Nos anos
noventa trabalhei na sede de uma multinacional alemã. Era controller de uma das
divisões, responsável pela Península Ibérica e América Latina. Naquela época a
empresa estava em pleno processo de internacionalização e buscava se
estabelecer em mercados onde ainda não operava. Um dos mantras que mais ouvia
era que era preciso investir na Argentina e no Brasil por causa do Mercosul.

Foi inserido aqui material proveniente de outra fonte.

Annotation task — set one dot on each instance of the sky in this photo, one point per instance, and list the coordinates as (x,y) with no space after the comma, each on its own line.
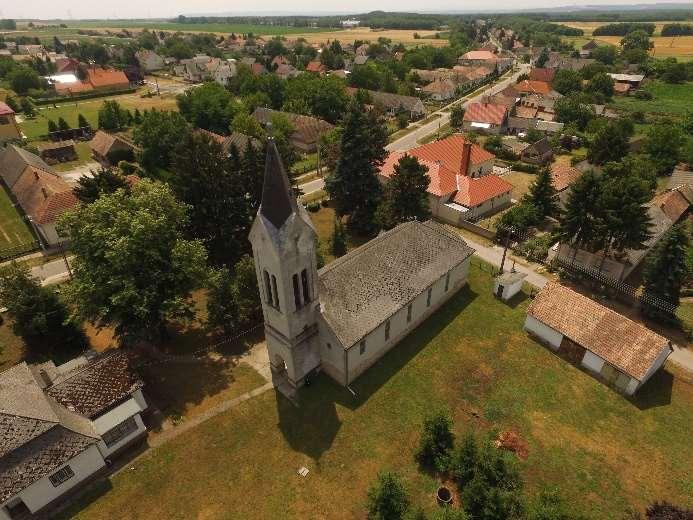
(75,9)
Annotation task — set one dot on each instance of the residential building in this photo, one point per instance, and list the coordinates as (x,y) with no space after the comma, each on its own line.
(343,318)
(42,195)
(307,129)
(61,424)
(485,118)
(462,186)
(9,129)
(615,349)
(150,61)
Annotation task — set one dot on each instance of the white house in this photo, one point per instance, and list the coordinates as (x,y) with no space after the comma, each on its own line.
(61,424)
(344,317)
(617,350)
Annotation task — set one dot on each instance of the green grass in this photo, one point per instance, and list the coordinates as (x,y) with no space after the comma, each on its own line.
(603,451)
(14,230)
(667,99)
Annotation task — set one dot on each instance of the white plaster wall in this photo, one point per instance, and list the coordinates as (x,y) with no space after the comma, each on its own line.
(42,492)
(545,333)
(592,362)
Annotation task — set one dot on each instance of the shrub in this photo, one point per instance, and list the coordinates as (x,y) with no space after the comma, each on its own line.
(436,442)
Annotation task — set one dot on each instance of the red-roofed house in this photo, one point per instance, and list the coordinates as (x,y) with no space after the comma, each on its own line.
(9,129)
(461,184)
(485,117)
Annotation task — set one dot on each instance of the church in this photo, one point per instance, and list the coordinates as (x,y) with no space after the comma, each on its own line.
(344,317)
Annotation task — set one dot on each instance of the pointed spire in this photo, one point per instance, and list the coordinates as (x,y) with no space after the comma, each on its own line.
(278,203)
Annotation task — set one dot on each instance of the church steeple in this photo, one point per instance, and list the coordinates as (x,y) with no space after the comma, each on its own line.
(278,202)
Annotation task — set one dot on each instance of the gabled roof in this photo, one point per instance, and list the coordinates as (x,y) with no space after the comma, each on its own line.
(623,343)
(485,113)
(365,287)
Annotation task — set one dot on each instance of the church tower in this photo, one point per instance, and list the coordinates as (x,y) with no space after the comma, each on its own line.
(284,241)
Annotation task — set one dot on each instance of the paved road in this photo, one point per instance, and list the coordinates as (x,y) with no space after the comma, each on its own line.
(410,140)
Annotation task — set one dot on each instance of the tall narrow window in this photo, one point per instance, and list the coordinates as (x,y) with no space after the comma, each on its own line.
(268,288)
(275,294)
(304,284)
(297,292)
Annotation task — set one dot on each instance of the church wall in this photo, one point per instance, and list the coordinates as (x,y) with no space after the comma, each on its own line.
(377,346)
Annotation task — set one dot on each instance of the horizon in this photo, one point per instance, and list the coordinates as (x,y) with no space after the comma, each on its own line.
(162,9)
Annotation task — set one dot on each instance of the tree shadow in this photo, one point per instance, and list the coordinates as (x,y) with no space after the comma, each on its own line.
(655,392)
(311,423)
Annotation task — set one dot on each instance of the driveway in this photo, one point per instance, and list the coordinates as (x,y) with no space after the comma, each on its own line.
(410,140)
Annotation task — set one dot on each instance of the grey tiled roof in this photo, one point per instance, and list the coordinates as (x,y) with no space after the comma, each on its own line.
(92,389)
(362,289)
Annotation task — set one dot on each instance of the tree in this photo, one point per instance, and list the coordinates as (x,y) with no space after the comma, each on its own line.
(542,194)
(210,107)
(387,498)
(28,107)
(666,268)
(566,81)
(218,215)
(38,315)
(636,40)
(663,143)
(457,117)
(133,269)
(112,116)
(436,442)
(353,186)
(406,196)
(104,180)
(338,242)
(158,134)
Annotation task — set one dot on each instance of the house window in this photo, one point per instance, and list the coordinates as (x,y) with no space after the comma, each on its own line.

Participei
de dezenas de reuniões, em outra dezena de países, com clientes e fornecedores
potenciais, e todos mostravam entusiasmo com o bloco econômico do sul.
Entre as
muitas pessoas que encontrei e que diziam que era preciso investir,
pouquíssimas sabiam exatamente como eram os países do Mercosul, como
funcionavam suas economias, seus governos etc. Mais de vinte anos trabalhando
em empresas multinacionais, para ou entre as pessoas que decidem, me ensinaram
que muitas vezes decisões são tomadas porque é o que todo mundo está fazendo.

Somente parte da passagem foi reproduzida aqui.